(Source: PRNewswire)

WHITTIER, Calif., May 7 /PRNewswire-FirstCall/ -- Friendly Hills Bank (OTC Bulletin Board: FHLB) reported results for the first quarter of 2009, its tenth full quarter of operations, since opening on September 18, 2006. As of March 31, 2009, the bank reported total assets of $66.6 million, a 35% increase from $49.2 million as of March 31, 2008, and a 5% increase from $63.5 million as of December 31, 2008.
The bank's overall deposit base has grown over 52% in the twelve months ended March 31, 2009, from $34.5 million as of March 31, 2008, to $52.5 million as of March 31, 2009. Non-interest bearing deposits continue to form a substantial part of the deposit base (37%), growing from $14.4 million to $19.2 million as of March 31, 2009. During the same time period interest bearing deposits grew from $20.1 million to $33.3 million on March 31, 2009. The bank has no deposits which were sourced through brokers or originated on the basis of above-market rate programs.
The bank's loan portfolio, net of an allowance for loan losses, grew 57% from $22.8 million as of March 31, 2008, to $35.7 million as of March 31, 2009. The portfolio remains diversified with $9.5 million or 26% in Commercial & Industrial Loans to local businesses and $15.1 million or 41% in Commercial Real Estate Loans. Owner Occupied properties represent the largest component of the Commercial Real Estate Portfolio (24%) with $8.6 million outstanding. The bank has an additional $15.1 million in unfunded loan commitments with no delinquent loans, non-performing loans or residential 'sub-prime' mortgage loans.

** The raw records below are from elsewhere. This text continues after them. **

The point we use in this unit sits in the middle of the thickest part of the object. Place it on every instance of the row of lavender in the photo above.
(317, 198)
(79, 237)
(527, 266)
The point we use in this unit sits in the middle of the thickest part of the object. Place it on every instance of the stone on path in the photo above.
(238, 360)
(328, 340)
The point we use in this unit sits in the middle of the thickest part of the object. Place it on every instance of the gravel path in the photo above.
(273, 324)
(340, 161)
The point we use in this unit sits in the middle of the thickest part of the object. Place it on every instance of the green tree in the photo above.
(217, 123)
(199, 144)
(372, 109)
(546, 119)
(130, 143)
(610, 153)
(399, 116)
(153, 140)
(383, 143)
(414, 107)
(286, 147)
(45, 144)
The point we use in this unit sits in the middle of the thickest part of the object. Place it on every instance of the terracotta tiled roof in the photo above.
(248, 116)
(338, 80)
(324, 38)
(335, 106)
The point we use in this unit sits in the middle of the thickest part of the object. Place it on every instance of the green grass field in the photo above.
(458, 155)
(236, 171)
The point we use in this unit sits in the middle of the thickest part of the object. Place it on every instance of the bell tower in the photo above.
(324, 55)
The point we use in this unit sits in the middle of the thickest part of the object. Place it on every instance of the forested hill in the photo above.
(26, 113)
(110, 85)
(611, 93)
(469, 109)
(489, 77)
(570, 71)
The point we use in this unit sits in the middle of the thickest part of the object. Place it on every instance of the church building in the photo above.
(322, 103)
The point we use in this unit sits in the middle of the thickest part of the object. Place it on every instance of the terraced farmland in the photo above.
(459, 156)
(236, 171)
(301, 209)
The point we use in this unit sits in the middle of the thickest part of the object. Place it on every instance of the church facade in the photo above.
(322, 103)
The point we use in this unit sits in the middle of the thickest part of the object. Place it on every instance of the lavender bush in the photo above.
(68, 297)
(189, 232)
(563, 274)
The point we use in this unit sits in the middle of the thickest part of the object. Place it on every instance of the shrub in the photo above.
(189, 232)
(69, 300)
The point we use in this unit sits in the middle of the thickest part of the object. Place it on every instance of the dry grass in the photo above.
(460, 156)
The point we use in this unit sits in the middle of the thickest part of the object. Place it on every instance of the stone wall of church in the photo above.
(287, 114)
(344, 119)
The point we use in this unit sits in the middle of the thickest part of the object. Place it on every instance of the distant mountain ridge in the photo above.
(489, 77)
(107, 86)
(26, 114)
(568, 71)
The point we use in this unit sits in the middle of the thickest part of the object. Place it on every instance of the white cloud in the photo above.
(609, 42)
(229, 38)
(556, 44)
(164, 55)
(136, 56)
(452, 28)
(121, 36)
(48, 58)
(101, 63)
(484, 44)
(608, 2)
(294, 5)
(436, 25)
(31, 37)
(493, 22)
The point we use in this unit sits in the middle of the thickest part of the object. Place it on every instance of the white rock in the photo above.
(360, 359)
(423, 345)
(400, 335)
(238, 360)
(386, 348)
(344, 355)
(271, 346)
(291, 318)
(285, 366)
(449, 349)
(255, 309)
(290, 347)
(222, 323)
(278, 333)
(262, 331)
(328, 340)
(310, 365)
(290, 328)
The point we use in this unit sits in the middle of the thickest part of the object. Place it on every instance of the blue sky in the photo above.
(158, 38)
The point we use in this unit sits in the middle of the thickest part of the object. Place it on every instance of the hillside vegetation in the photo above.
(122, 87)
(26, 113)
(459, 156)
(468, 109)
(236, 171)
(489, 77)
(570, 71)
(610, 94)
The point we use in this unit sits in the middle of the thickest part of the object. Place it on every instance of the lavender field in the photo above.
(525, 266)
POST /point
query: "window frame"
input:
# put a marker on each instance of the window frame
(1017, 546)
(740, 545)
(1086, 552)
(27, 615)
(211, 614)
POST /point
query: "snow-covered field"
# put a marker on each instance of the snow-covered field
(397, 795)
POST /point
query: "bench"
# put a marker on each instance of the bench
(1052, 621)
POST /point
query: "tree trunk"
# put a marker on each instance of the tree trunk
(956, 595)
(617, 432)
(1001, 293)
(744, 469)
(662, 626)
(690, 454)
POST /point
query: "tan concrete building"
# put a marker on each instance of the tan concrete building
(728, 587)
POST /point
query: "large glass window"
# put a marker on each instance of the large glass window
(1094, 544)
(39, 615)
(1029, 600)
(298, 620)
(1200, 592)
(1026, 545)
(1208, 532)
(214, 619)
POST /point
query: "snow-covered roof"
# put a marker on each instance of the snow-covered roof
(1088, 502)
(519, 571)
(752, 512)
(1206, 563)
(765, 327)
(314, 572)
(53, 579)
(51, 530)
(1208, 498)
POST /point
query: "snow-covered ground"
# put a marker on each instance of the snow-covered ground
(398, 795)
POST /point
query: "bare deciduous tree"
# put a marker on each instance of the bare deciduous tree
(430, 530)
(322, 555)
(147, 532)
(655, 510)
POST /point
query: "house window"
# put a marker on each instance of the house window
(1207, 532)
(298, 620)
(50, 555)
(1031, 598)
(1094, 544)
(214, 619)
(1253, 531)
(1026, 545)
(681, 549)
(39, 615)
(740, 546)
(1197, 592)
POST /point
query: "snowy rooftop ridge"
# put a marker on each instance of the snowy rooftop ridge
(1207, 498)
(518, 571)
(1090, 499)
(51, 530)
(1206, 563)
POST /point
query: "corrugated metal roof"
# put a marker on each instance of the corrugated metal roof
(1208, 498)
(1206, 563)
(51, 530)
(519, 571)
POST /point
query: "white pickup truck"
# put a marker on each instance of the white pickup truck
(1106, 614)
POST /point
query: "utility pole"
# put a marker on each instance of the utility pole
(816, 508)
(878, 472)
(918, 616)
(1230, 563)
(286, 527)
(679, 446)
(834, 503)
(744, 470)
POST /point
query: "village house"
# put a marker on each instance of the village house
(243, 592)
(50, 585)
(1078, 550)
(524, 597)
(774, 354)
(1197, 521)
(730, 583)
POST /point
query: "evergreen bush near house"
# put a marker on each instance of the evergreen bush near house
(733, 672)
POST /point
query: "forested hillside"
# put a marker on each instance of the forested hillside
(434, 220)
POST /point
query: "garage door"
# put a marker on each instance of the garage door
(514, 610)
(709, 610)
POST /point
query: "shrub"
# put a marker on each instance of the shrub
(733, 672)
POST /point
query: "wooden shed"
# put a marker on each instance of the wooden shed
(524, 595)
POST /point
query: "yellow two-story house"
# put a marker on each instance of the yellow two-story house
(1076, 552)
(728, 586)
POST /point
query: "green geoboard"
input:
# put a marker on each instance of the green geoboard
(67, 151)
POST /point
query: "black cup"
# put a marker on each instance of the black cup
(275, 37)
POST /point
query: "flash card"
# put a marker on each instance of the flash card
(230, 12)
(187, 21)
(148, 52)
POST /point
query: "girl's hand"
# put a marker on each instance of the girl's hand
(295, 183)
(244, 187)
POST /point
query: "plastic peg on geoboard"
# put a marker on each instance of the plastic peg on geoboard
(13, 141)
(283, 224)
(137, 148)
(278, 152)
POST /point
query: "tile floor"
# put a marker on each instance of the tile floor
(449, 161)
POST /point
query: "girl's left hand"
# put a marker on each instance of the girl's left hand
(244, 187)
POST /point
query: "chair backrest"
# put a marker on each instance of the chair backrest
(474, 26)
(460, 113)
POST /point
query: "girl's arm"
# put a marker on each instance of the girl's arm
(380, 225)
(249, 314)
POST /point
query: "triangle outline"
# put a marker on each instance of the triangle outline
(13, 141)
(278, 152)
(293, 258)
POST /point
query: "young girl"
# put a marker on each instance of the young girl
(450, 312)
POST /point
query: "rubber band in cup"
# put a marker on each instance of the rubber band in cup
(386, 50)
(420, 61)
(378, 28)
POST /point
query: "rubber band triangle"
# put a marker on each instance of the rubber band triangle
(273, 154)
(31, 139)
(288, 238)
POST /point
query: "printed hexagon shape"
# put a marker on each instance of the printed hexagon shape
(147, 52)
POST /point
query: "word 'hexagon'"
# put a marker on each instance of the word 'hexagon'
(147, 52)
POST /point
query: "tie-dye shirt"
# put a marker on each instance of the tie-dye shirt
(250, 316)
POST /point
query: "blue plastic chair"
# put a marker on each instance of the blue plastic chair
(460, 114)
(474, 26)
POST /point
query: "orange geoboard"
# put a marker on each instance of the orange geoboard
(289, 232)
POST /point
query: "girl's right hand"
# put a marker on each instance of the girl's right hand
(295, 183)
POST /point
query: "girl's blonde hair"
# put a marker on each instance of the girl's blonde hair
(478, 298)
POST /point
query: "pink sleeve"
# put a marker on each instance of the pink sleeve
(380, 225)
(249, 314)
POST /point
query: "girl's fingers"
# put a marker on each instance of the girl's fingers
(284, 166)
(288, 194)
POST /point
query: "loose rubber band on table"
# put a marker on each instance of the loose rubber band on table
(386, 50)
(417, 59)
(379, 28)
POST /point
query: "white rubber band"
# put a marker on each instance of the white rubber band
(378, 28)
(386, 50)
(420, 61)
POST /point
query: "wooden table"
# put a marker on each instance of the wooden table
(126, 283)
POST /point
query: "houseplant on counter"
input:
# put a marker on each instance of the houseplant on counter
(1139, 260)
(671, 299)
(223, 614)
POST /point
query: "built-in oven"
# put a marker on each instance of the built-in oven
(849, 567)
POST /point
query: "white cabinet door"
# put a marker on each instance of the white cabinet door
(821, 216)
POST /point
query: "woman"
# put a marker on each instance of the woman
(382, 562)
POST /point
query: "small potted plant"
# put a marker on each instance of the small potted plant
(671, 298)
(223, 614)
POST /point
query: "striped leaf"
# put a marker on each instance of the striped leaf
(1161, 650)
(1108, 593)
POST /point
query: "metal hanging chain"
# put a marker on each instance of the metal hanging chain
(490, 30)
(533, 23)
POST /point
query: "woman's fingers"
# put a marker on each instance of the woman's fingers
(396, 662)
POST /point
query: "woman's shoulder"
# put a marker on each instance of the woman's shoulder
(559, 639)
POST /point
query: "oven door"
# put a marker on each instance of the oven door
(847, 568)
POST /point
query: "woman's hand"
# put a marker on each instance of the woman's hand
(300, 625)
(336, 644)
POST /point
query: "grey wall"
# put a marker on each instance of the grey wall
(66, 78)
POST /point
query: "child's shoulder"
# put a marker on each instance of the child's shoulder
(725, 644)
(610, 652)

The bank's primary source of income is net interest income which increased by 13% from $533,811 in the three months ended March 31, 2008, to $600,719 in the three months ended March 31, 2009. For the most recent quarter ending March 31, 2009, the bank reported a net loss of $419,216, or ($0.26) per diluted share of common stock. This figure includes a loan loss provision of $174,281 for the three months ended March 31, 2009, which was 203% higher than the $57,470 provision for the same period one year earlier. The bank reported a net loss of $251,819, or ($0.16) per diluted share of common stock for the three months ended March 31, 2008. The increase in reserves reflects the growth in the loan portfolio and an increased provision reflective of management's cautionary position towards potential risks associated with current economic conditions. The net loss numbers also reflect the impact of accounting rules that require companies to include stock compensation as an expense.